Her research suggests that the fractal dimensions of paintings by Monet, Picasso and Chagall tended to rise as they aged. For Dali and Morrisseau’s work, the fractal dimension followed an upside down U-shape over time, at first rising and then falling. The starkest result was seen in the works of de Kooning and Brooks, where the fractal dimension started high and dropped rapidly from the age of 40.

Forsythe is not the first to look for early signs of dementia in writing and painting. In 2008, a team at the University of Toronto published a paper often referred to as “Three British Novelists,” which spotted early signs of dementia in the works of Agatha Christie and Iris Murdoch.

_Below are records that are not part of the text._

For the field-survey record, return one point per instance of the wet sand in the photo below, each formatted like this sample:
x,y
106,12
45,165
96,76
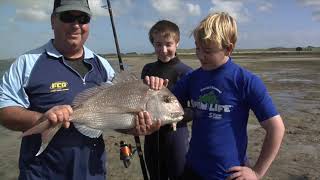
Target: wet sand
x,y
294,84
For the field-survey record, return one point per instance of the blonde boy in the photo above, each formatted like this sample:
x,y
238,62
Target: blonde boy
x,y
165,149
221,94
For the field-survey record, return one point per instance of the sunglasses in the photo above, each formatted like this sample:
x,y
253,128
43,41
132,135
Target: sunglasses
x,y
67,17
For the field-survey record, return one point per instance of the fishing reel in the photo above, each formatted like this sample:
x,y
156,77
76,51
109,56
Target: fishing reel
x,y
126,153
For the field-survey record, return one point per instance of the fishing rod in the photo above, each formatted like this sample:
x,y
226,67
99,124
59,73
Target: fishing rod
x,y
136,138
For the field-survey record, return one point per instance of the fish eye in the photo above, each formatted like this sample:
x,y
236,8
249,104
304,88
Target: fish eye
x,y
167,99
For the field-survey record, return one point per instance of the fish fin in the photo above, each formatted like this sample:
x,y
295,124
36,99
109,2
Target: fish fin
x,y
87,131
120,110
124,76
39,128
46,137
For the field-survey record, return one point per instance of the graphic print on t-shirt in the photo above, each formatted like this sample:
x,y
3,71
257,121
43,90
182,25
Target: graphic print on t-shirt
x,y
209,101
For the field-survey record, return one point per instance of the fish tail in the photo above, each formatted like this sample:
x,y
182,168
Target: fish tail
x,y
39,128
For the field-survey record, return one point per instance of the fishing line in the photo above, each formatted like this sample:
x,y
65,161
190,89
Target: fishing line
x,y
136,138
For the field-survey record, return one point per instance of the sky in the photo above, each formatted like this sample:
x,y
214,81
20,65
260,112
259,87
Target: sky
x,y
25,24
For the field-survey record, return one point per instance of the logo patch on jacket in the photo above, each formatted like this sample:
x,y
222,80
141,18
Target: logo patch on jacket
x,y
59,86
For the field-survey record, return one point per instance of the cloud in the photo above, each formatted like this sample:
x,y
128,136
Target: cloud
x,y
234,8
265,6
314,5
178,10
165,6
193,9
119,7
31,14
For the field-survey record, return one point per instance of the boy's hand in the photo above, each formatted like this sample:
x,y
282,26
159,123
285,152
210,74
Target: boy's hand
x,y
144,125
156,83
242,172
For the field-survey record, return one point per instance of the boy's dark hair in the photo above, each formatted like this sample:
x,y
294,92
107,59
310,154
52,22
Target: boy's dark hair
x,y
166,29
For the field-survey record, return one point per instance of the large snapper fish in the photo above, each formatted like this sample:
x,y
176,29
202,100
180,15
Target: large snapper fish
x,y
113,106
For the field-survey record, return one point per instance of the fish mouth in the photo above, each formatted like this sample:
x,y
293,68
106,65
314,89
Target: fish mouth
x,y
176,116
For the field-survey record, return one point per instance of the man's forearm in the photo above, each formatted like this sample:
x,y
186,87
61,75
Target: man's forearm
x,y
18,118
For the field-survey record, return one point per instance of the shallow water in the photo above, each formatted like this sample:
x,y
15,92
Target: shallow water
x,y
293,83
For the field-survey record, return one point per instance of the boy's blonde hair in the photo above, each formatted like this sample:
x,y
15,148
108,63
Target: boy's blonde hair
x,y
166,29
219,28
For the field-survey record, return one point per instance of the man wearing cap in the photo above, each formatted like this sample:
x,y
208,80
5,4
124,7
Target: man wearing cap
x,y
42,83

Researchers at Arizona State University used similar software to examine non-scripted news conferences of former presidents Ronald Reagan and George Herbert Walker Bush. President Reagan, they wrote, showed “a significant reduction in the number of unique words over time and a significant increase in conversational fillers and non-specific nouns over time,” while there was no such pattern for Bush. The researchers concluded that during his presidency, Reagan was showing a reduction in linguistic complexity consistent with what others have found in patients with dementia. Another study found similar results in autobiographical essays written by nuns in the ‘20s.

Yeas and nays

Richard Taylor, a physicist at the University of Oregon who pioneered the use of fractals, describes Forsythe’s work as a “magnificent demonstration of art and science coming together” and suggests it could be used more broadly to learn more about dementia.

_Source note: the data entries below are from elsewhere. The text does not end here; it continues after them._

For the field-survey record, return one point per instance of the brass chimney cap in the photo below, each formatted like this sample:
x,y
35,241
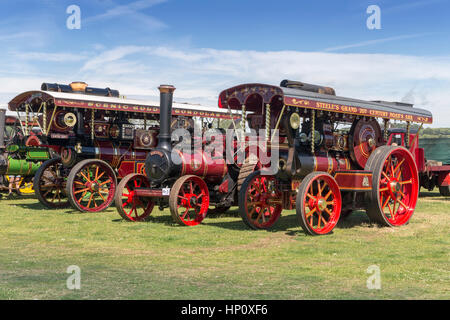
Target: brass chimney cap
x,y
166,88
78,86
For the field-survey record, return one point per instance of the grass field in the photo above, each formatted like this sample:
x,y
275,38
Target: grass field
x,y
220,259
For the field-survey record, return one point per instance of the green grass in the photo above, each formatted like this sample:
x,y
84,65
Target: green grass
x,y
220,259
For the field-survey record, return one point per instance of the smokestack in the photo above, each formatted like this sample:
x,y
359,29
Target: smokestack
x,y
2,128
165,116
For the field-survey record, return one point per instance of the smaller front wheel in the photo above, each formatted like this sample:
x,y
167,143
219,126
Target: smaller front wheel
x,y
130,206
91,186
189,200
319,203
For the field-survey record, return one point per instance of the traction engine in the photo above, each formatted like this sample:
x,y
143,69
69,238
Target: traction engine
x,y
186,181
333,158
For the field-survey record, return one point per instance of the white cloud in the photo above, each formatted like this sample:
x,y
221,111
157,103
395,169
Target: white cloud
x,y
131,10
377,41
200,74
52,57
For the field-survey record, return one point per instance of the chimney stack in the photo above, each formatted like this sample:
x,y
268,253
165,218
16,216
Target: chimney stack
x,y
165,116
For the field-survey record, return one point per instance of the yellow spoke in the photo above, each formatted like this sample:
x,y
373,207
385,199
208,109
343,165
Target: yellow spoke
x,y
79,191
398,166
109,180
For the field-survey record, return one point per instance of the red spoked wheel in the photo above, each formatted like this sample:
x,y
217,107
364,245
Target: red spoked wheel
x,y
130,206
395,187
50,184
91,186
260,202
189,200
319,203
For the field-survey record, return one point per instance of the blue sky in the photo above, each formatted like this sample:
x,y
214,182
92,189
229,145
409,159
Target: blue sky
x,y
204,46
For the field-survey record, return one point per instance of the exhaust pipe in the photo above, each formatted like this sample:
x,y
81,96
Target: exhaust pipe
x,y
165,116
2,128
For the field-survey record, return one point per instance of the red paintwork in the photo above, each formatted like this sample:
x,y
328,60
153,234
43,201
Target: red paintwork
x,y
354,180
442,172
404,174
123,157
326,218
201,164
193,201
133,206
444,178
263,208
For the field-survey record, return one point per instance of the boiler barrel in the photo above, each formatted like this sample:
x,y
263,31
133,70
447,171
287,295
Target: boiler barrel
x,y
203,165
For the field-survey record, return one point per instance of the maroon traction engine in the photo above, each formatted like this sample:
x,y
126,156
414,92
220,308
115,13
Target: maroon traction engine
x,y
333,157
187,182
100,138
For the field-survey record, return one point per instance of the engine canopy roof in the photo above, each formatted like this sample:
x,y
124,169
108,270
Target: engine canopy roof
x,y
256,95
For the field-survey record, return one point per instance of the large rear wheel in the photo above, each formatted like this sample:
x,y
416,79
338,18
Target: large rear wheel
x,y
91,185
395,187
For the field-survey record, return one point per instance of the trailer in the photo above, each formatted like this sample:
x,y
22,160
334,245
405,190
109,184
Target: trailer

For Taylor “the most inspiring message to come out of this work is that beautiful artworks can result from pathological conditions… these more simple works conveyed a peacefulness that wasn’t present in his nurture-dominated earlier work. It all goes to show that sometimes you can think too much about art. Sometimes you just need to tune into your inner self, the ‘nature’ part.”

Critics had suggested that when de Kooning was diagnosed with Alzheimer’s he should stop painting. Clearly Taylor does not agree. That said, another American physicist, Kate Brown at New York’s Hamilton College, calls Forsythe’s research “complete and utter nonsense.”

Forsythe concedes that the small number of artists involved in the study means the findings are highly tentative, but hopes that it will open up fresh avenues for investigating the disease. “I don’t believe this will be a tool for diagnosis, but I do think it will trigger people to consider new directions for research into dementia,” she says.